Play: The Unsung Hero of Childhood Mental Wellness bhumish.immense

We often talk about what children eat, how much they sleep, and how well they do academically. But somewhere along the way, we stopped asking simpler, more fundamental questions: Are our children happy? Are they getting enough time to play?

This Mental Health Awareness Week, it’s time to reframe the conversation because play and physical activity are not rewards for finishing homework. They are not “extras” to be scheduled when everything else is done. They are, in fact, one of the most powerful mental health interventions we have for children.

Movement Deficit: When Children Stop Playing, Mental Wellness Suffers

The numbers are telling: A National Mental Health Survey observed that the prevalence of mental conditions is estimated to be 7.3% among children aged 13-17 years, affecting boys and girls in near-equal measure. Yet most interventions focus on treatment rather than prevention. We cannot solve this crisis with more counselling sessions alone. We need to look upstream — at the daily habits, environments, and experiences that shape a child’s developing mind. And right there, hiding in plain sight, is physical play.

The World Health Organization recommends at least 60 minutes of moderate-to-vigorous physical activity every day for children aged 5-17. A large proportion of Indian children fall short of this benchmark, a gap that widened sharply in the post-pandemic years and has yet to fully close.

What fills that gap? Screens, largely. And while technology is not the enemy, passive screen time, or doomscrolling, does not offer the sensory richness or physical release that movement does. A child who spends most of their after-school hours on a device is, neurologically speaking, still “on.” The consequences show up as irritability, poor sleep, and difficulty concentrating. These are not character flaws, but physiological signals that the body and brain are not getting what they need.

The Movement Mental Wellness Connection

When a child runs, jumps, kicks a ball, or plays a game of kabaddi with friends, something remarkable happens inside their brain. Physical activity triggers the release of endorphins, serotonin, and dopamine, the very neurochemicals that regulate mood, motivation, and resilience. For a child navigating the pressures of modern schooling, 30 to 60 minutes of daily play acts as a natural “reset button” for the nervous system.

Regular play rewires the brain, strengthening the prefrontal cortex, the area responsible for emotional regulation, impulse control, decision-making, and confidence. Team sports add another dimension: belonging. Being part of a team, wearing the same colours, working towards a shared goal, these experiences create identity and community, two of the strongest buffers against anxiety and depression in young people.

This is precisely what NEP 2020 recognises when it calls for the integration of P.E. and sports as a core, non-negotiable part of the school curriculum.

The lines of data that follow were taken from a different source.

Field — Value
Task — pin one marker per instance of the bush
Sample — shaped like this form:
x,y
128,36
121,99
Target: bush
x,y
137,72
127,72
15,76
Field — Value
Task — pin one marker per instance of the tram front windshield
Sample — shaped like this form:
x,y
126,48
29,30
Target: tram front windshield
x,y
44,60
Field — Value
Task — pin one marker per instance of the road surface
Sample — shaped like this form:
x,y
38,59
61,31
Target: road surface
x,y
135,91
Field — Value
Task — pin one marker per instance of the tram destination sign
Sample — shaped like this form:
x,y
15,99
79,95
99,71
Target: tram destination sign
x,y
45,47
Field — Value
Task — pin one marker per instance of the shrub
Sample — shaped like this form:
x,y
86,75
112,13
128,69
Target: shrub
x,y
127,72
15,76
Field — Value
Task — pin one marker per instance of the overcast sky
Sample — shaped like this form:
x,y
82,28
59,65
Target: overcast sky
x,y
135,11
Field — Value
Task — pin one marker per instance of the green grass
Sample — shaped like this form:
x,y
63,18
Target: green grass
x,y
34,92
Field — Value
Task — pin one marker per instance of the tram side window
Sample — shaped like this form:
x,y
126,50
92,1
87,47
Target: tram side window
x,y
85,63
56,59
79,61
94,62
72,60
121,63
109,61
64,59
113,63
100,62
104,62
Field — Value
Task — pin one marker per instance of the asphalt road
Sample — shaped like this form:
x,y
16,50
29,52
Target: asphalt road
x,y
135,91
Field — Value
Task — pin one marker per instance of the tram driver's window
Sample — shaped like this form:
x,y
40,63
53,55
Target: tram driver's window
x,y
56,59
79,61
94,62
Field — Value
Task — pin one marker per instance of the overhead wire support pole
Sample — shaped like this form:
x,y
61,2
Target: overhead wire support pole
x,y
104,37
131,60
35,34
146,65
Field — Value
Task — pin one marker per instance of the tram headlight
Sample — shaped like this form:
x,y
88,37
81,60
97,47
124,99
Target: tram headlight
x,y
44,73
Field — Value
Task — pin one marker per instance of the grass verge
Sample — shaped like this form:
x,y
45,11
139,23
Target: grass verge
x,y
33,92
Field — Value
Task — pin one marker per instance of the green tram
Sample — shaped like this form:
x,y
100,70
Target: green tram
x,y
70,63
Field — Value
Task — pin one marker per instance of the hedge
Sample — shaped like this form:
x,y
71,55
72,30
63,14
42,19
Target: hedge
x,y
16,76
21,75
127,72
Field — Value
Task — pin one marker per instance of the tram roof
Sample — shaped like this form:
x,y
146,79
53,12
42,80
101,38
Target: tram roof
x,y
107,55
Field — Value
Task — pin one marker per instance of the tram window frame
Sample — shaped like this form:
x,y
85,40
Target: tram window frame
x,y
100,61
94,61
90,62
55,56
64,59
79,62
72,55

How Schools and Parents Can Support Children’s Mental Well-being Through Play

Every child deserves to experience the joy of playing, whether that’s a game of gilli-danda in a narrow lane, a structured football session on a school ground, or a yoga class in a corridor. When children play, they are calmer, more focused, and kinder to each other. They develop a quiet confidence that doesn’t come from marks or medals alone. Schools and parents are the two most important stakeholders in getting children to play.

School leaders can:

  • Create dedicated, structured playtime protected in the school timetable, without any substitution.
  • Organise annual health assessments to track their students’ fitness and physical development with the same rigour applied to tracking academic performance.
  • Invest in training and capacity building of P.E. teachers, thereby enabling them to understand physical literacy, well-being, and cognitive development through movement, not just sport technique.
  • Create safe spaces, literal and cultural, where play is celebrated, and every child is included.
  • Align sports and P.E. programs with the NCF and NEP 2020 frameworks to ensure holistic development of every child.

Parents can:

  • Resist the urge to fill every hour with structured academic activity.
  • Engage in play with their children, outside, away from screens.
  • Talk about sport and movement in terms of joy and health, not just achievement and competition.
  • Notice if their child has stopped playing. It is often one of the earliest signs that something is wrong.

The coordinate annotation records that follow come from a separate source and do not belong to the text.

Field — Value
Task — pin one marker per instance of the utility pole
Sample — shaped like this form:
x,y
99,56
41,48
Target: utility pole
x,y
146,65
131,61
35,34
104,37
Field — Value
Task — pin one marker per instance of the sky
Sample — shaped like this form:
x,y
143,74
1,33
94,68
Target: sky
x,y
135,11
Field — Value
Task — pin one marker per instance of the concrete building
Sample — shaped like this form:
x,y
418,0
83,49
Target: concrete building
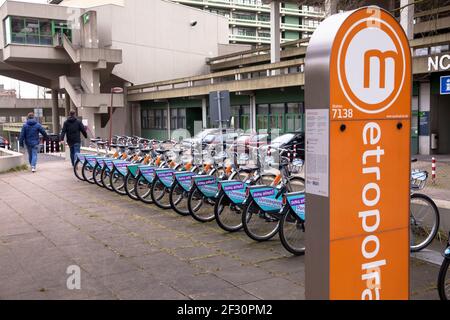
x,y
267,95
86,51
250,23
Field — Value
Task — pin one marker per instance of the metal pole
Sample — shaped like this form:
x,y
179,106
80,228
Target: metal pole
x,y
110,121
219,104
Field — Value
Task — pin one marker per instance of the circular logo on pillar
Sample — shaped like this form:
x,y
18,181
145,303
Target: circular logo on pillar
x,y
371,68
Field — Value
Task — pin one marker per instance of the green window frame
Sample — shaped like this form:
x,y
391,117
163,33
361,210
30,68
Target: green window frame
x,y
34,31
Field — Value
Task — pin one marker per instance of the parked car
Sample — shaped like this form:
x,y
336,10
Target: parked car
x,y
289,141
4,143
198,138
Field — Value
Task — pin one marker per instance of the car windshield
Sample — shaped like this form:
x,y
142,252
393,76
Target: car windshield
x,y
209,138
260,137
204,133
242,138
285,138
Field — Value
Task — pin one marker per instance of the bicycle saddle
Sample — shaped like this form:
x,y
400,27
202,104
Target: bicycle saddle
x,y
248,169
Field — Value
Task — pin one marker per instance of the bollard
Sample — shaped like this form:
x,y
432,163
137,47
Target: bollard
x,y
433,169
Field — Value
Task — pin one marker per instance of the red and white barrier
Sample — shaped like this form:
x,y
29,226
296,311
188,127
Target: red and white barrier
x,y
433,169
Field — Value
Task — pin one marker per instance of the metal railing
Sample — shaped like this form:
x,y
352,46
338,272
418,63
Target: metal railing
x,y
248,73
257,6
256,52
266,24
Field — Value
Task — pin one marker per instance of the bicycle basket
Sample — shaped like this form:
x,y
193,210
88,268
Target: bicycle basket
x,y
419,179
296,166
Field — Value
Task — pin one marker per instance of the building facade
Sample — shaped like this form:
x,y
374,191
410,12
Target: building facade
x,y
270,96
86,51
249,20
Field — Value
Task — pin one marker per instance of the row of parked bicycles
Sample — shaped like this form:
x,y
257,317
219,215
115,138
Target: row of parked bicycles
x,y
259,191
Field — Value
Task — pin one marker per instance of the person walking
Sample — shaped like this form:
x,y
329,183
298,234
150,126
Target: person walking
x,y
72,129
30,136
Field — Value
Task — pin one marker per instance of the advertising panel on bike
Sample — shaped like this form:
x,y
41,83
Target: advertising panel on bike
x,y
207,185
185,179
266,198
165,176
121,167
235,190
148,172
133,169
297,203
81,157
101,161
367,161
92,160
109,164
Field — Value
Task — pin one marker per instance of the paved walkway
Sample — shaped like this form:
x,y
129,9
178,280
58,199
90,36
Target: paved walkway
x,y
128,250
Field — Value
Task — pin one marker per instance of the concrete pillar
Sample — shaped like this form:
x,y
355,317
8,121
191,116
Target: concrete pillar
x,y
169,129
275,36
407,17
55,112
330,7
68,105
204,113
425,106
253,112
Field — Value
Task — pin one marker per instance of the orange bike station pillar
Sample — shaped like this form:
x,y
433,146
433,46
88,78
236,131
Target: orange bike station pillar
x,y
358,100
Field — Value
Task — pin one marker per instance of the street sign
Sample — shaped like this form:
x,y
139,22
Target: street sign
x,y
38,112
219,107
445,85
358,101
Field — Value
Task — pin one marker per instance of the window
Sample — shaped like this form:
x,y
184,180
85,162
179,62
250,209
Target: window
x,y
21,30
144,119
294,108
32,31
178,118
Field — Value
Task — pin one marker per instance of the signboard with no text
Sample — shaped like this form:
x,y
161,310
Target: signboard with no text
x,y
358,232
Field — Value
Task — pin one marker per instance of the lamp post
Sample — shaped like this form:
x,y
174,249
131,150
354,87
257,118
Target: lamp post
x,y
115,90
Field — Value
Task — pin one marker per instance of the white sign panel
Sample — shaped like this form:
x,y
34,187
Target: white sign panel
x,y
317,146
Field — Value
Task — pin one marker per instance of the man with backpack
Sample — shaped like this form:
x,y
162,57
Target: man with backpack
x,y
72,129
30,136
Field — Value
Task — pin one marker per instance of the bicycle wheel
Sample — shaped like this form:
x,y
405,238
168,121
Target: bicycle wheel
x,y
200,208
444,280
292,234
106,180
297,184
117,182
258,225
266,179
130,181
78,170
160,194
88,172
424,217
97,175
178,198
228,216
142,189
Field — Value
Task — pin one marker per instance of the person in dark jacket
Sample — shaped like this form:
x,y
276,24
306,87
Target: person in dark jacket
x,y
72,129
30,136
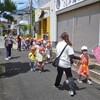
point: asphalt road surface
(19, 83)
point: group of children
(83, 68)
(40, 53)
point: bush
(28, 35)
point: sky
(24, 3)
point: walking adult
(9, 39)
(19, 43)
(65, 62)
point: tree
(8, 5)
(25, 28)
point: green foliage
(4, 33)
(8, 5)
(25, 28)
(9, 17)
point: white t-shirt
(64, 58)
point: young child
(32, 57)
(40, 58)
(83, 69)
(48, 51)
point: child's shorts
(83, 71)
(40, 64)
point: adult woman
(8, 44)
(65, 62)
(19, 43)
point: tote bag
(55, 63)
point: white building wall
(49, 7)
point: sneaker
(9, 57)
(57, 86)
(34, 70)
(6, 58)
(71, 93)
(89, 82)
(31, 69)
(79, 81)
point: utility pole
(31, 25)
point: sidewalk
(94, 67)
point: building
(81, 19)
(45, 19)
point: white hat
(84, 48)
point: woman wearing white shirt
(65, 62)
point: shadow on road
(14, 68)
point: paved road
(19, 83)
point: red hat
(33, 48)
(41, 49)
(48, 45)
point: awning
(23, 22)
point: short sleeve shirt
(64, 58)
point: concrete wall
(82, 25)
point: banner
(96, 52)
(61, 4)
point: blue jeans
(33, 64)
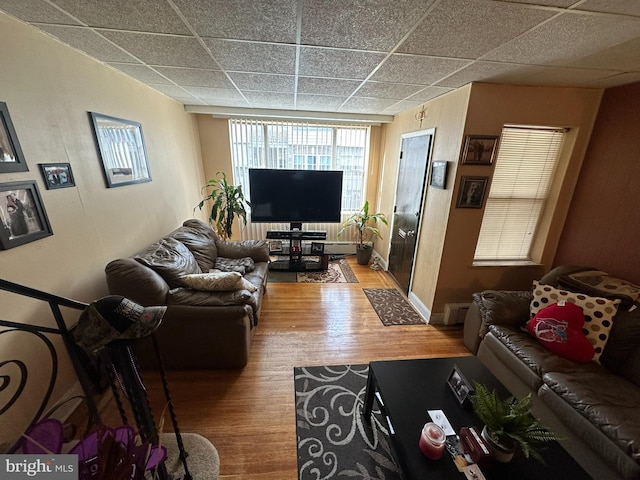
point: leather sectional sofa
(595, 404)
(201, 329)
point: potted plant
(509, 424)
(364, 223)
(227, 203)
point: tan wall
(49, 88)
(604, 225)
(490, 107)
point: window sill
(505, 263)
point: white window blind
(524, 170)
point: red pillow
(559, 329)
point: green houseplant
(227, 203)
(509, 424)
(365, 226)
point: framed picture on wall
(479, 149)
(57, 175)
(439, 174)
(471, 194)
(22, 215)
(11, 157)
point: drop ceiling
(376, 57)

Putting Play Back at the Centre of Childhood & Mental Wellbeing

We have spent decades measuring children’s success almost exclusively by exam scores. It is time to broaden the lens. New metrics worth asking: How often do children laugh out loud? Do they have friends they play with? Can they handle losing a game without falling apart?

The Rights of Children to Free and Compulsory Education (RTE) Act guarantees children not just a seat in a classroom, but a safe, enabling environment for holistic development. And play could be a vital element to that vision.

A child who plays is a child who is processing the world. Learning to fail and try again. Building, day by day, the mental architecture that will carry them through the storms of adolescence & adulthood.

This Mental Health Awareness Week, let’s make a collective commitment to put play back at the centre of childhood, because a child in motion is a child in balance.